The same argument is applicable to time. We consider ourselves, our race, our earth, as moving through time, from something we call "the beginning" towards we know not what. But we cannot move in time without getting farther from that "beginning" and at the same time approaching what is connoted by a "beginning;" that is, an "ending." Yet if time had a "beginning" what was before it? And if it has an "ending," what comes after? According to logic we can move in neither space or time, if both are infinite. We cannot conceive of either as other than infinite, we cannot conceive of them as finite, yet our common experience and our scientific measurements tell us that we do move in both space and time!

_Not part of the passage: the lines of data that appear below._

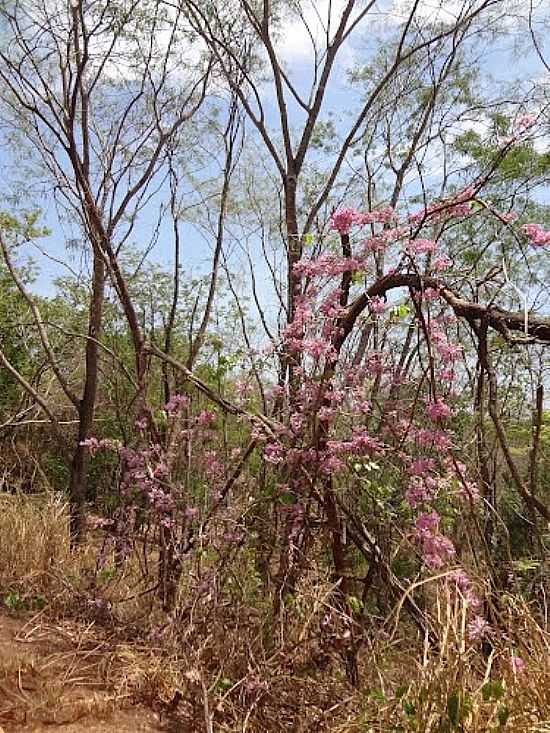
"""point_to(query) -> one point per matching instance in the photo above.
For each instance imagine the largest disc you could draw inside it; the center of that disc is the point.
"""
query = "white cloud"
(305, 30)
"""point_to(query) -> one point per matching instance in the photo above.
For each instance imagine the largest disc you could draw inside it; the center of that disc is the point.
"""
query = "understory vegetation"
(274, 328)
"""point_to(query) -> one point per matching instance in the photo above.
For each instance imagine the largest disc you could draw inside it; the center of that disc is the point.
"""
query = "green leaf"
(401, 311)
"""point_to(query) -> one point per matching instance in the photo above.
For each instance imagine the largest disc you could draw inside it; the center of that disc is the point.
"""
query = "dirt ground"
(51, 679)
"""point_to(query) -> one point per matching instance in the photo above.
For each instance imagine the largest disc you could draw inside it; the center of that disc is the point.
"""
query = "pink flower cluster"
(538, 236)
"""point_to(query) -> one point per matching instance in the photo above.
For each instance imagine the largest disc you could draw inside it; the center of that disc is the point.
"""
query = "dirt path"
(51, 679)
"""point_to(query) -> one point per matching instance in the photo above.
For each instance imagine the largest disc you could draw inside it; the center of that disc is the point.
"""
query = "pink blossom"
(377, 304)
(205, 417)
(418, 491)
(273, 453)
(382, 216)
(427, 522)
(477, 628)
(538, 236)
(509, 216)
(431, 294)
(441, 262)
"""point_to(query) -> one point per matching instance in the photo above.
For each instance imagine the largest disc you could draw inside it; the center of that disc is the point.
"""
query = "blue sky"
(294, 47)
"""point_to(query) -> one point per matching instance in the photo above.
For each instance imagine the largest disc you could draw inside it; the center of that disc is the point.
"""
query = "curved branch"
(533, 328)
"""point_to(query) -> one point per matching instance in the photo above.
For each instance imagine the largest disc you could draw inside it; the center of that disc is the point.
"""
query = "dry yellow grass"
(216, 667)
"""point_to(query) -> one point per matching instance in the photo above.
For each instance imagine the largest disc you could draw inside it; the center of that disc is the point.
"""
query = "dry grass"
(221, 664)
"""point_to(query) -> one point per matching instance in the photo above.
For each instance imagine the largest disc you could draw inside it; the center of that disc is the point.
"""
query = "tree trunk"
(79, 467)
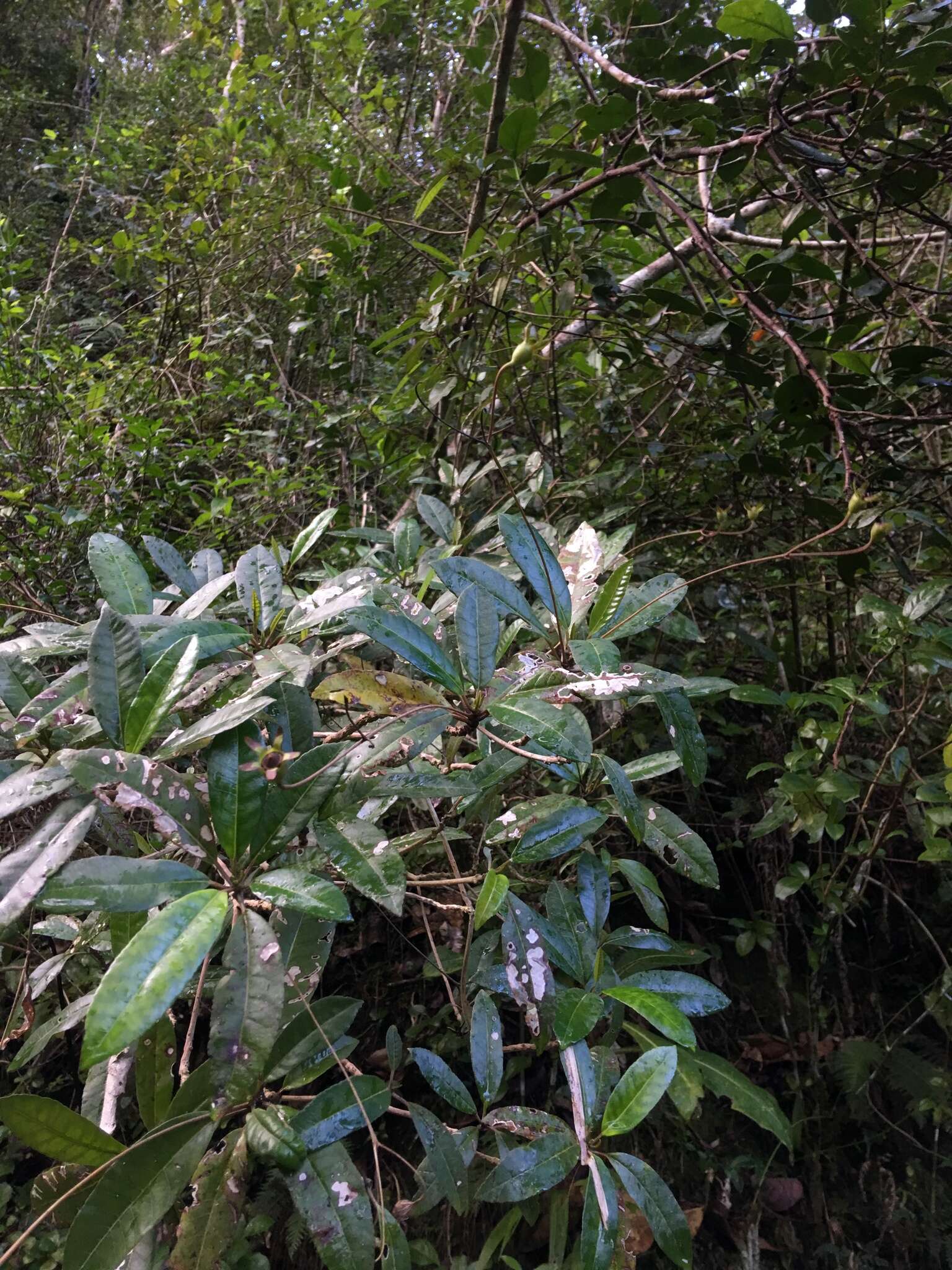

Here both logic and mathematics fail us. There are truths which neither the mind, nor any tool of mind, can appreciate. Logic, Mathematics and Geometry become to us, as Freemasons, less realities than symbols. They,too, are mummies yet to be unwrapped, yet to bring to us the meanings concealed within them.
It is no argument to say that what is concealed in a symbol must have been known to him who first concealed it. Those who wrapped the body of the dead Egyptian King in his vestments and preserved it with injections of bitumen and sweet spices of the East, knew nothing of what they did, save objective reality. Not for them was this preservation to be a great book to be read by the civilization yet to come. Not for them was his tomb to be a museum, his objects of gold to speak to us of today, of their lives, their times, their loves and deaths. They did but preserve their dead. It is we who have made of that simple preservation a tool with which to learn.
He who first put mathematics, geometry and logic into the body of Freemasonry may have had no knowledge that he was inspired to place there symbols which are mummies for us to unwrap; he did but add to the ritual of the degrees a suggestion of knowledge which seemed to him all thinking men should have. Those who embalmed King Tutankhamen, and William Preston and his contemporaries who wrote our Fellowcraft Degree, built better than they knew, and gave to us more than they suspected.
What we do with these our mummies depends upon our wit, our skill, and our willingness to study. But even as King Tutankhamen; long, long dead; cometh back from the Halls of Amenti to teach us today what ancient Egypt knew of life and death, so come back to us the gentle shades which are the spirits of mathematics, logic and geometry; as considered in Freemasonry, to teach us if we will but learn. Wisdom is not of any one age or clime, but universal; only by patient thought and study can we hope to understand what Freemasonry really means. Even as the Egyptologist with reverent hands reads the riddle of long gone years in what those years have not destroyed, so may we, as Freemasons, read the riddle of long preserved truths in the mummies of Freemasonry as we unwrap them today.